Pourquoi SDP est la première frontière de preuves
SDP indique au client ce que la caméra prétend envoyer. Pour H.264, les ingénieurs recherchent les valeurs « rtpmap » et « fmtp » telles que le mode de mise en paquets, l'ID de niveau de profil et les « jeux de paramètres sprop ». Pour H.265, le SDP peut transporter les informations VPS, SPS et PPS différemment, et de nombreux consommateurs ont des limites de prise en charge plus strictes.
Lorsque le SDP indique H.264 mais que les octets multimédias ne contiennent pas la structure d'unité NAL attendue, l'échec n'est pas un « problème de lecteur » générique. Il s'agit d'un décalage entre les métadonnées annoncées et la réalité de la charge utile. Lorsque SDP omet les jeux de paramètres et que le flux RTP ne les envoie jamais en bande, un décodeur peut attendre indéfiniment.
C'est pourquoi un flux de travail d'inspection RTSP devrait conserver le SDP à côté des preuves médiatiques, et non enfoui dans le journal d'un joueur.
L’arrivée RTP ne suffit pas
Même lorsque les paquets RTP arrivent, la vidéo peut toujours échouer. Les trames H.264 et H.265 dépendent souvent de paquets antérieurs. Un paquet manquant peut rendre la tranche suivante indécodable. Une livraison dans le désordre peut ressembler à de la corruption. Une charge utile qui démarre au milieu du GOP peut ne pas être prête pour le décodage jusqu'à ce que l'image clé et le jeu de paramètres suivants apparaissent.
Les preuves minimales à collecter sont :
- Continuité de la séquence RTP
- progression de l'horodatage
- comportement du bit marqueur
- cohérence du type de charge utile
- Catégories d'unités H.264 ou H.265 NAL
- SPS, PPS et pour la visibilité VPS H.265
- première préparation aux images clés
Cela explique pourquoi « VLC le joue » et « notre pipeline d'analyse le rejette » peuvent tous deux être vrais. Certains téléspectateurs récupèrent de manière agressive. Les systèmes d’ingénierie ont souvent besoin de preuves conformes aux normes.
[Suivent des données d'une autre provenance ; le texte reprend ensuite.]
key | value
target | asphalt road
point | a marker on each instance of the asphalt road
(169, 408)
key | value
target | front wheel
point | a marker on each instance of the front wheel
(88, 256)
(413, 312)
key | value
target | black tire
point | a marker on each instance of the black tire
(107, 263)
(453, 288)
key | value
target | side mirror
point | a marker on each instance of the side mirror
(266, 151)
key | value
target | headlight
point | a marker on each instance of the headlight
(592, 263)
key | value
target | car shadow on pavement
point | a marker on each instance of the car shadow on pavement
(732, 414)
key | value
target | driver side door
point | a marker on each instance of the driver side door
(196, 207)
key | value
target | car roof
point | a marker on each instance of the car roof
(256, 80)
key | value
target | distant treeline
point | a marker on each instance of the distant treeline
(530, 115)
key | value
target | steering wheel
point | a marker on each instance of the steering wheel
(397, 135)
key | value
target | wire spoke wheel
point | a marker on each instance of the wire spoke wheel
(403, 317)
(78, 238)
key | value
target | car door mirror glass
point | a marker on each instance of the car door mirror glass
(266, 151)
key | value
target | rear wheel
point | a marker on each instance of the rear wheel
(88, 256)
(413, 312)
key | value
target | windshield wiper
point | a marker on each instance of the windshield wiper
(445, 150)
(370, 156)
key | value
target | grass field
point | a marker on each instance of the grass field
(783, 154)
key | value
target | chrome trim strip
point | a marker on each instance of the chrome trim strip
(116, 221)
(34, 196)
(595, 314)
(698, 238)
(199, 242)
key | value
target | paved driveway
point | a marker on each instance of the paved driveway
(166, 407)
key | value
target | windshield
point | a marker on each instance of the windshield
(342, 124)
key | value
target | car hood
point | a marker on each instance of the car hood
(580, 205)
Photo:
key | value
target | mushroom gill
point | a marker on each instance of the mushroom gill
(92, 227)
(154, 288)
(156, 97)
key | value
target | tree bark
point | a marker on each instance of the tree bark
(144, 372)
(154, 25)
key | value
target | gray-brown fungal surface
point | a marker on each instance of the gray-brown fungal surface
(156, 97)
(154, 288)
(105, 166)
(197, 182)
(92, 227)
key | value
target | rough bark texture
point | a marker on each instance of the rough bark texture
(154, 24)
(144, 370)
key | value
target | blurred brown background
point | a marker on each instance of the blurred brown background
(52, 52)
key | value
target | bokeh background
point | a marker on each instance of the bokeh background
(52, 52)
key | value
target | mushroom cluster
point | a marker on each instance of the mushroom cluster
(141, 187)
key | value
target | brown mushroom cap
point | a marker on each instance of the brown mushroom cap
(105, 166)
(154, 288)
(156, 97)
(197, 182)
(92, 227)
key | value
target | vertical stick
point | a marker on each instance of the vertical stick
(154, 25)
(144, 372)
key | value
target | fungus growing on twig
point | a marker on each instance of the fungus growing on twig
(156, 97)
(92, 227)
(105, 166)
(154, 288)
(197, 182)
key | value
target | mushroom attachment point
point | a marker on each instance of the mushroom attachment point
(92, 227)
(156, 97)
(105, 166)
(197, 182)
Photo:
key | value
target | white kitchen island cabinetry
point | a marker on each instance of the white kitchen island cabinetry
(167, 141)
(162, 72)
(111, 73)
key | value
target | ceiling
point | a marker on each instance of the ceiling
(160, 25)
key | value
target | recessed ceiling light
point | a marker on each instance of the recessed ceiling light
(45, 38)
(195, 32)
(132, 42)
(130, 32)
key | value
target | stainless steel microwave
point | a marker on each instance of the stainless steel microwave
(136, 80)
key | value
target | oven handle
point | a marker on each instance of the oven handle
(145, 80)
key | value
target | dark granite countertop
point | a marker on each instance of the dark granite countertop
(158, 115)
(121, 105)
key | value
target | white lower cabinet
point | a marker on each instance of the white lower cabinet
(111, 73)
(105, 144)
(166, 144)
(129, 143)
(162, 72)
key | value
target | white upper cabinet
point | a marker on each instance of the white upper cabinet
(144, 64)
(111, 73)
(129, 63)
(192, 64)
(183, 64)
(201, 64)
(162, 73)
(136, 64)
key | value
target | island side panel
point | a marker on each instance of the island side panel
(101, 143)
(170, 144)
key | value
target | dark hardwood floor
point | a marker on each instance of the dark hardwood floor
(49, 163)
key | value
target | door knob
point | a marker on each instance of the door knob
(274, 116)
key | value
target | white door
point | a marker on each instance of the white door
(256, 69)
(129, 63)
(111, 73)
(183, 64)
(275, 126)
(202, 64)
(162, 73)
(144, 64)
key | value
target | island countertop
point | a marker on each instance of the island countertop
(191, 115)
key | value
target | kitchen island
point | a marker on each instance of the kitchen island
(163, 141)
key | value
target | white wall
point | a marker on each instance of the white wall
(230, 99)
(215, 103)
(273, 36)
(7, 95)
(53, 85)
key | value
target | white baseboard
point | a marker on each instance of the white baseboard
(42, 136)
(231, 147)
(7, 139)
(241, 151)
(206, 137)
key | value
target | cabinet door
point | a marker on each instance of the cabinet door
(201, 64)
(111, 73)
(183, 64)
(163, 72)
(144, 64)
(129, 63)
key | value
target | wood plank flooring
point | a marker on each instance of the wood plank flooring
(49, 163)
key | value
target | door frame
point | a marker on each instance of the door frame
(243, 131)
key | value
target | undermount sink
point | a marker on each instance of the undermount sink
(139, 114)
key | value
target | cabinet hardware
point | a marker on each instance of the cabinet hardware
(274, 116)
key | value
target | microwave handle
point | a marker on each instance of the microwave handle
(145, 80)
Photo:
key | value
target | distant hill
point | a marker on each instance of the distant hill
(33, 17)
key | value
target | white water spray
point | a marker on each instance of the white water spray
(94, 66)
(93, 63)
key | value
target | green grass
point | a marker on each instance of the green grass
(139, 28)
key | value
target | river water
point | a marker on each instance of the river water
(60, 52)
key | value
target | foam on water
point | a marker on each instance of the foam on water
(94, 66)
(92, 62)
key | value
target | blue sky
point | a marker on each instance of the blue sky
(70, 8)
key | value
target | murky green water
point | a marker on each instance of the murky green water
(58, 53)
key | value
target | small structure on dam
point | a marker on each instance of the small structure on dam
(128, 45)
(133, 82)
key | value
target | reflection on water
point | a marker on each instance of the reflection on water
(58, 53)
TCP versus UDP est un choix de diagnostic
La commutation du transport RTSP d'UDP vers TCP est une étape de dépannage courante, mais elle ne doit pas être considérée comme une panacée. L'entrelacement TCP peut éviter le blocage des ports UDP et réduire la perte de paquets causée par la politique réseau. Il peut également masquer si le chemin UDP prévu pour le déploiement fonctionne.
Un bon rapport de terrain enregistre les deux tentatives :
- RTSP sur TCP entrelacé : les médias arrivent-ils ?
- Unicast RTP sur UDP : les paquets arrivent-ils sur les ports négociés ?
- RTCP : les commentaires de l'expéditeur indiquent-ils le timing et le nombre de paquets ?
Si TCP fonctionne et qu'UDP échoue, la réponse n'est probablement pas la prise en charge des codecs. Il s'agit probablement d'un chemin réseau, d'un pare-feu, d'un NAT ou d'une allocation de port. Si les deux transports fournissent RTP mais que le décodage échoue toujours, inspectez la structure du codec.
Où s’adapte l’inspecteur RTSP
RTSP Inspector est conçu pour cette limite exacte. Il ne s’agit pas de devenir un lecteur vidéo ou un NVR. Il capture les preuves concernant la session RTSP, le SDP, le flux RTP/RTCP et la préparation H.264/H.265 afin qu'un ingénieur puisse expliquer pourquoi « connecté » n'est pas devenu « vidéo utilisable ».
Le résultat utile n'est pas une capture d'écran d'une fenêtre de lecteur noire. C'est une réponse reproductible :
- Le contrôle RTSP a réussi
- SDP a annoncé ce codec et ce type de charge utile
- RTP est arrivé ou n'est pas arrivé
- la séquence de paquets était continue ou interrompue
- la preuve des paramètres du codec était présente ou manquante
- l'action suivante appartient au réseau, à la configuration de la caméra, au micrologiciel ou au consommateur de flux
C’est la différence entre regarder un flux et en diagnostiquer un.